2011年07月

サイエンス誌に載った日本人研究者 3

2011年07月08日

まずは3年生の皆さんへ、研究室配属説明会のお知らせです。

『研究室配属説明会』
日時:7月13日(水)13:30~
場所:3120教室へ集合


配属決定方法の説明および研究室の紹介をします。
3年生の皆さんは忘れずに集合して下さい。

来年はそれぞれどんな研究室になるのか、楽しみです。



それから今日はタイトルにあるように、サイエンス誌に載った日本人研究者について紹介している冊子の2010年度デジタル版が公開されていますので、ご紹介します。

「Japanese Scientists in Science 2010−サイエンス誌に載った日本人研究者」

著者である研究者の研究内容やバックグラウンド、ラボ(研究室)などについて紹介しています。
論文からでは読み取れなかった研究の苦労や工夫がわかって興味深いです。
日本語ですので、ぜひぜひみなさんも読んでみて下さいね。



文責:アベ


大都市での生活はつらいよ 3

2011年07月05日

City living and urban upbringing affect neural social stress processing in humans. Nature, Vol.474, Pages 498-501, 2011.


やっぱりね。というのがこの論文を読み終わった後の感想です。



人口の少ないのどかな地域で生まれ育った場合と、人口が一万人くらいの町で生まれ育った場合、または人口が十万人くらいの大都市で生まれ育った場合、どの地域で一番ストレスがたまるのか?

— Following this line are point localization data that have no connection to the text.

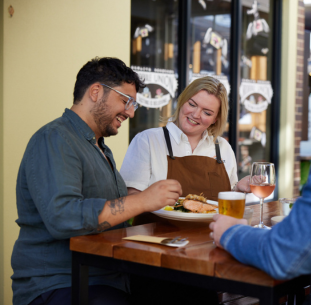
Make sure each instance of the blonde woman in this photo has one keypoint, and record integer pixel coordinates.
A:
(189, 148)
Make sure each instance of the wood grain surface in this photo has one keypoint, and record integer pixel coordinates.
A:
(200, 256)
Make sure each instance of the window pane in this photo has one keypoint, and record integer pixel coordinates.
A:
(255, 91)
(154, 28)
(210, 40)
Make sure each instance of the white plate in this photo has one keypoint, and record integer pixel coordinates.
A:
(194, 217)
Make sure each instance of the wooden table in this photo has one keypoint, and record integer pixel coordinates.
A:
(200, 262)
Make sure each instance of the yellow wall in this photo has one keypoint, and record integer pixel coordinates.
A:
(45, 43)
(288, 98)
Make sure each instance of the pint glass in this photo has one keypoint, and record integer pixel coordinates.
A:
(231, 204)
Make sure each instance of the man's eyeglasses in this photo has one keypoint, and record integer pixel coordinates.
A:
(130, 102)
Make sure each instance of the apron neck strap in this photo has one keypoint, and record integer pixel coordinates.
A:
(168, 142)
(218, 157)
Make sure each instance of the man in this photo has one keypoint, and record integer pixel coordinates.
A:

を脳科学的に調べた結果、大都市で生まれ育つ方がストレスがたまりやすい!
ということがストレスを処理する部分である扁桃体の働きが活発であったことから科学的に証明できたそうです。



まあ、大都市は住むのには便利だけど、落ち着いた生活ができるか、というとそうではないだろうなあ、と誰しもが漠然と思っていることが、一つの科学的な指標でわかったということですかね。


ただ、被験者の数(これを探すのが難しく、インターネット上の補足欄にあったんですが・・・)が調べた限りでは32人!なんですが、これ、本当でしたらこのくらいの被験者数で今回の結論は導いていいんでしょうか。割に少ないような気がしてならない・・・

hikikomori... 3

2011年07月01日

Made in Japan. Nature, Vol. 474, Pages 541-542, 2011.

このほど開学する沖縄科学技術大学院大学(OIST)に関する社説、およびニュース欄で特集がなされていました。

 OISTでは5年間、自由に研究できる環境が与えられるため、世界から新進気鋭の研究者が教員として赴任する予定で、授業も英語で行われるためいろいろな考えの人が集まれる素晴らしい環境が作られそう・・・という手放しのほめようで、久しぶりにネイチャーに日本の明るいニュースが載っていましたが・・・


文中で目に留まったのは、題名にも書いたhikikomori。


いわく、日本の経済は落ち目で、韓国や中国にもハイテク関連機器の製造で抜かれ、日本の若者は海外に留学しなくなっている、いわゆる「ひきこもり」になっている、と。


さすがにひきこもりのことは、who shut themselves away in their homesという注釈がついていましたが、hikikomoriって英語にも使われているんですね。びっくりしました。


ところで、留学しないから日本はダメになるのか、というとそんなことはないと個人的には思います。違った考えを持つ人たちと話すことでいろいろな発想ができるようにはなるので、物怖じしないでどんどん積極的にいろいろな人と(たとえ外国人にでも)話す、のが重要なんではないのかな、と個人的な経験を踏まえてそう感じています。

そういう意味でも、日本でOISTのようなところができるのはいいですね。